Perhaps it may turn out a sang,
Perhaps turn out a sermon.

-- R. Burns Epistle to a Young Friend

Wednesday, March 18, 2015

By the Waters of Babylon



By the waters of Babylon, there we sat down and wept, when we remembered Zion.  On the willows there we hung up our lyres.  For there our captors required of us songs, and our tormentors, mirth, saying, “Sing us one of the songs of Zion!”  How shall we sing the Lord's song in a foreign land? – Psalm 137:1-4


Psalm 46 speaks of that River which makes glad the City of God.  Babylon is a counterfeit Jerusalem.  In place of gladness, there is regret and weeping.  In place of the temple and song and celebration, we are silent in solitude under the willows where our tears mingle with the muddy waters.  The enemy mocked and profaned the holiness of God and the music that was offered in His praise.  They wanted worship turned into entertainment and demanded that His people perform like trained beasts.

It seems to me that the world often asks the Christian to perform according to the values and understanding of the secular.  Beethoven became deaf, but it is hard to imagine a man born deaf conducting an orchestra.  What picture would be painted by a man born blind?  Why are those who have eyes but cannot see trying to instruct those graced with new vision, those who are able to perceive that far country?      
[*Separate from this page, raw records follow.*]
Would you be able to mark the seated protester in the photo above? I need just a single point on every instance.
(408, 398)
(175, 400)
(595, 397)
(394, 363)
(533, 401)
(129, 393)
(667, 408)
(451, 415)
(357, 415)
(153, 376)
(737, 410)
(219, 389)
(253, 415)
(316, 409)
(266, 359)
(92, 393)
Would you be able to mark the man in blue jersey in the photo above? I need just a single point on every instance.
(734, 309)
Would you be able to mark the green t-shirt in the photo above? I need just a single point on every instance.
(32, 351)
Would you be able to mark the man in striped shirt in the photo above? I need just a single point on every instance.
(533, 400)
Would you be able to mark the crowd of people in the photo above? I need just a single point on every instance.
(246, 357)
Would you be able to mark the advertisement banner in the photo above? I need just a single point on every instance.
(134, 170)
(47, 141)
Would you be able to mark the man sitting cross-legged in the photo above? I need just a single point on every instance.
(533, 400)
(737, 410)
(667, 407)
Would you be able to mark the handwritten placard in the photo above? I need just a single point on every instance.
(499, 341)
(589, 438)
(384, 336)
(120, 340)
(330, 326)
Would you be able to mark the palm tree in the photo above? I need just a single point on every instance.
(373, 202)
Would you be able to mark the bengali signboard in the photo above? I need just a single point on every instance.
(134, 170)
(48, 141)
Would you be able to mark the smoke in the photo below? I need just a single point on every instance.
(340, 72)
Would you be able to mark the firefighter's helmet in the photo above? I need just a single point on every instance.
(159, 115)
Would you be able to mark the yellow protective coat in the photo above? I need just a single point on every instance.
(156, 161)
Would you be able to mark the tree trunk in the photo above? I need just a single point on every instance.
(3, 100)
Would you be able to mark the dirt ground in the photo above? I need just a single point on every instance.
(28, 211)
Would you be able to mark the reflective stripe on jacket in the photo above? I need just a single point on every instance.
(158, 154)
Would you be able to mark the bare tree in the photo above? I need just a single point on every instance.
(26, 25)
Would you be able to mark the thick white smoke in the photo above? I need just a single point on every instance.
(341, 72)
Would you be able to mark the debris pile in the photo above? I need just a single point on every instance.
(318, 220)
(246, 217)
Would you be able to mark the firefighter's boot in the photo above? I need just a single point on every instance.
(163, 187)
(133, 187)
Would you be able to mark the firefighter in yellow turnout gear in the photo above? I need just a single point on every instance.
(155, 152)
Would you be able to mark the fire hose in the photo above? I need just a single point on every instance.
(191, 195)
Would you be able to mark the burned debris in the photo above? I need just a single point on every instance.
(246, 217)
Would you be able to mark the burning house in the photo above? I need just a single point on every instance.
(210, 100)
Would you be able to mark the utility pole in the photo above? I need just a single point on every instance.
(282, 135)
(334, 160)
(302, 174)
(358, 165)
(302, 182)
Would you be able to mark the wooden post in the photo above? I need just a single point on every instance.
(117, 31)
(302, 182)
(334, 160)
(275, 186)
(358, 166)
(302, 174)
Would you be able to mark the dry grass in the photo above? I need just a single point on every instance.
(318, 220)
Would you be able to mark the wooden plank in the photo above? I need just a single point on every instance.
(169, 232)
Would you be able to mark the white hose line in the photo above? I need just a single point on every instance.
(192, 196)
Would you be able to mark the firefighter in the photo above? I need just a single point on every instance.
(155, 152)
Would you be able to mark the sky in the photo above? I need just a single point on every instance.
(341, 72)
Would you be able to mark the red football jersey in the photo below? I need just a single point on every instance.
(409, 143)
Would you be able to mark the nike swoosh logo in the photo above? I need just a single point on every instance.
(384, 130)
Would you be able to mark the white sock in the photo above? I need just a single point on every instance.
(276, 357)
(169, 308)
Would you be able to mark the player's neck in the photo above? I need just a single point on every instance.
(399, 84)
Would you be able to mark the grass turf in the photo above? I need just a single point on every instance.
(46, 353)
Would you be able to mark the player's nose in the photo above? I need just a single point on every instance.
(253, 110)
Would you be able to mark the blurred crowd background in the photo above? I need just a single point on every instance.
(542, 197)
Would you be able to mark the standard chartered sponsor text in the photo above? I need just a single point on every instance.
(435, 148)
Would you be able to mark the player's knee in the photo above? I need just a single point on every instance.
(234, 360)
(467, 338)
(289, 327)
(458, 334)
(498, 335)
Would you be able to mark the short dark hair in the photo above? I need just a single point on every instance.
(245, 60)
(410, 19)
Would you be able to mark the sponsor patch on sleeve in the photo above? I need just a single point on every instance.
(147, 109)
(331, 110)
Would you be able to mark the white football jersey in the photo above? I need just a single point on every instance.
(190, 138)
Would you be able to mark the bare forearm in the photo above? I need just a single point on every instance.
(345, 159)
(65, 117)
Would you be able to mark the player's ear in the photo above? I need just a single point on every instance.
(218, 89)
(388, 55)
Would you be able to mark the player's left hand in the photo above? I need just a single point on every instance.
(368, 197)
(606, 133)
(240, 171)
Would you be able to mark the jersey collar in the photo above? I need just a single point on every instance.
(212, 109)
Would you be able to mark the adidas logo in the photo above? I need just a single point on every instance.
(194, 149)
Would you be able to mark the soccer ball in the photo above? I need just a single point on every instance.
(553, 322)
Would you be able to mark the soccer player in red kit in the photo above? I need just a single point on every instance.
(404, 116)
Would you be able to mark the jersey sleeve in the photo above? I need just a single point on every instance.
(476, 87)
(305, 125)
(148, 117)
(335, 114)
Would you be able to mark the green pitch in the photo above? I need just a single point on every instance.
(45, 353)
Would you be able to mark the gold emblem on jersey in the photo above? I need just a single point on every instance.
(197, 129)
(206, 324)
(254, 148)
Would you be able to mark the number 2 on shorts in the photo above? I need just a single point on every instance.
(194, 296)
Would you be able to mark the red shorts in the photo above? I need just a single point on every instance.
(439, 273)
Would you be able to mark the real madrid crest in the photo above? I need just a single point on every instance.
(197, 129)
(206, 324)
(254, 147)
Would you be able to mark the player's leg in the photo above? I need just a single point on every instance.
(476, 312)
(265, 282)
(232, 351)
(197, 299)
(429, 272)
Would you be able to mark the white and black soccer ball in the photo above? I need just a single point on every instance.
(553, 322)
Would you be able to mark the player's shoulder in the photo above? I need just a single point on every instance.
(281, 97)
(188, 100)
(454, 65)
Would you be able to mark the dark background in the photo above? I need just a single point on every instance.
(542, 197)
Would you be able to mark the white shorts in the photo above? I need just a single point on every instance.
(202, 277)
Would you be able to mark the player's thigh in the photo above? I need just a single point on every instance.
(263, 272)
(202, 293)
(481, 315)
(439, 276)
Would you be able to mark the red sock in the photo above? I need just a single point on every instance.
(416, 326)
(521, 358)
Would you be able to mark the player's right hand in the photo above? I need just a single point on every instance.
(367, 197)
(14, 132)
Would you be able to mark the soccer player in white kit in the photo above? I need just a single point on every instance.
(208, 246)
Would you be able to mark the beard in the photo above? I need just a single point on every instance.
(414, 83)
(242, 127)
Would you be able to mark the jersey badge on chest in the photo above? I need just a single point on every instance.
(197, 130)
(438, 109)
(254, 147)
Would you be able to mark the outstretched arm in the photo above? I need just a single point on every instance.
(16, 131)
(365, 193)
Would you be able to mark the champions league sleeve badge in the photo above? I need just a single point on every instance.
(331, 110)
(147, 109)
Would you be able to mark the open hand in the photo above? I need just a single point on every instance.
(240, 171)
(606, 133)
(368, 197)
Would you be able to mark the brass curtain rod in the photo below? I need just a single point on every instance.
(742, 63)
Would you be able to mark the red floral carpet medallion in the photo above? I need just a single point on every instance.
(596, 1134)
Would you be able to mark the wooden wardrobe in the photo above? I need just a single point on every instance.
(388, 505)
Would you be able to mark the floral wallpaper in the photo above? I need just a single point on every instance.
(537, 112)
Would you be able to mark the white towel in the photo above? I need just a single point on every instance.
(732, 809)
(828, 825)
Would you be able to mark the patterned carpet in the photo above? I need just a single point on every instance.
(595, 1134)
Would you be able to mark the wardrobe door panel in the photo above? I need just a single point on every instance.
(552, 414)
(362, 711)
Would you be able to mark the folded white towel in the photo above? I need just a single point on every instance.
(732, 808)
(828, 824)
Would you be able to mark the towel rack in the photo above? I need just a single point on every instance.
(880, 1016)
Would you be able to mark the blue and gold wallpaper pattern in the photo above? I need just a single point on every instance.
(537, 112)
The world does not comprehend our joy, and it cannot comprehend our weeping and sorrow.  It remains incapable of distinguishing humility and meekness from passivity and weakness.  It cannot separate the sacred from the profane.  Well are we told not cast our pearls before swine or give that which is holy to the dogs.    

What drew me to this verse today is an emptiness and a feeling of distance from God that I have been experiencing lately.  I am not surprised.  I imagine that there will be these valleys, some darker and more desolate than others, for a long time yet.  All that I know to do is keep going, pressing on, like I said yesterday.  As strange as it may sound, there is a kind of joy in sorrow -- at the heart of it.  I am not glad for the loss but for the sorrow itself -- like the pain of bruised and strained muscles or the itch of healing flesh and bone.  The pain reassures me that what wounds me is real, solid, and eternal. 

6 comments:

Rick said...

To pray without ceasing seems to be good advice from the Apostle; it becomes easier the harder it gets.

mushroom said...

Easier the harder it gets -- that's right.

julie said...

Yes, indeed.

Beautiful post, Mushroom. Thank you.

Don Johnson said...

What drew me to this verse today is an emptiness and a feeling of distance from God that I have been experiencing lately. I am not surprised.

No, I'm not surprised either. I probably wouldn't believe you if you expressed joy and peace right now. Sorrow, pain, eternity - that's a right proper cloak for this stretch of tough road.

mushroom said...

Thanks, friends.

Some kind of flu has stomped me flat this morning. Catch you all tomorrow.

USS Ben USN (Ret) said...

I pray you feel better soon, Dwaine.